Jack Layton is saying one thing. Thomas Mulcair is saying something else. The NDP caucus inclines to Mr. Mulcair. Which means the chances of a spring election have evolved over the course of January from possible to almost certain.
With the Bloc Québécois putting the price tag for its support of the Conservatives’ next budget at $5-billion in special grants to Quebec – talk about nerve! – the only hope the Conservatives have of avoiding an election in March is by getting the New Democrats to support their budget.
Thursday, Mr. Layton was equivocal as to whether the Conservatives will get that support. The NDP wants action on pensions, especially for low-income seniors, relief on home heating fuel, and rebates for environmentally friendly housing upgrades.
But at their caucus retreat, the chatter among MPs focused less on the party’s shopping list and more on the comments of the party’s finance critic.
“It's highly unlikely that our caucus would support a budget that continued with those across-the-board tax cuts,” Mr. Mulcair told the Canadian Press, echoing earlier comments. The deputy leader was referring to staged corporate tax cuts the Conservatives implemented in 2007, with the final stage to come this year.
There is a right wing and a left wing in every political party, including the NDP, and not all its MPs are ready to close the door on the budget, especially if it contains something meaningful on pension reform. But reliable observers believe the caucus is closer to Mr. Mulcair’s stand than Mr. Layton’s. In which case, the budget is doomed.
Nonetheless, it remains in the NDP’s interest for Mr. Layton to be seen as willing to compromise. For one thing, it keeps him and his party in the news. And it plays to something the party’s internal polling has identified as a possible election asset. Among Liberal voters who might be tempted to vote NDP, the quality of the NDP they most admire is its willingness to work with other parties.
But when the time comes, when the budget is actually released and the corporate tax cuts haven’t been rescinded, the leader will join with the caucus in offering a resounding No.

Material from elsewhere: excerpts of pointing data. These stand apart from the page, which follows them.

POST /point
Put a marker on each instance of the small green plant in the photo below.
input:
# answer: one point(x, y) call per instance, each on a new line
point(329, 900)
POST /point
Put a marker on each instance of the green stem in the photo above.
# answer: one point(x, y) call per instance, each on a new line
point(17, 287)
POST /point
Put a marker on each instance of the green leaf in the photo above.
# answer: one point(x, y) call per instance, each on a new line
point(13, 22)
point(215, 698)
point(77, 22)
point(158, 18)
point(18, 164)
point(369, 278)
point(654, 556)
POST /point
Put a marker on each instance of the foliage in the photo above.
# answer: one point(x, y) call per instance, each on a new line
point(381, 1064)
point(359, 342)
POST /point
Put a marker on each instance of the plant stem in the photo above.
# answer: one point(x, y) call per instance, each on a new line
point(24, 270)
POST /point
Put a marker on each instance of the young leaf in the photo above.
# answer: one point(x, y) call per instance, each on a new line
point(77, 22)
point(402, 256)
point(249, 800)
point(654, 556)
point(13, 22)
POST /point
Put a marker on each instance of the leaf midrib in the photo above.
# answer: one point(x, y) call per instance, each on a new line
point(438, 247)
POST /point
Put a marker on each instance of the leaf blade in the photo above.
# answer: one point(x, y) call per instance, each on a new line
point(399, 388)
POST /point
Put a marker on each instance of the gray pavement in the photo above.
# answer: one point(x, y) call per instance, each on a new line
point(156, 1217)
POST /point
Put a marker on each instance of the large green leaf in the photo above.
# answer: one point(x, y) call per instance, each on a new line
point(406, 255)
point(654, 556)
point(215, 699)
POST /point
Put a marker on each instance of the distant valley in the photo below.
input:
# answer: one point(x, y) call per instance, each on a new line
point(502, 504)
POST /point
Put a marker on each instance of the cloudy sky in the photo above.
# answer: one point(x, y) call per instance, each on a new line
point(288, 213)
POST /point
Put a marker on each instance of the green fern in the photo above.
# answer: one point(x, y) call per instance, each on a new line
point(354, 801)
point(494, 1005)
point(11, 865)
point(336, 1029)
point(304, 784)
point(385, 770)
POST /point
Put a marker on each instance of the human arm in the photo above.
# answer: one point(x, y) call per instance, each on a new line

Both the Liberals and the NDP are taking heart from a poll that showed only 21 per cent of Canadians support the idea of lowering corporate taxes. If they can make the election about those cuts, and almost nothing else, they have a chance of improving their standing after the next election. So defeating the budget that enables them is the obvious first step toward focusing voters’ minds on that one issue.
The Conservatives are fighting back with their own campaign defending the cuts – where would the economic recovery be without them? – and damning the Liberals and NDP for forcing an unnecessary election. But they do not want this to be the ballot question.
The funny thing about elections is that they’re fluid. Issues and events slosh around, tipping the pot this way and that. Maybe the Conservatives should advance the date of the budget, so we can get this thing started.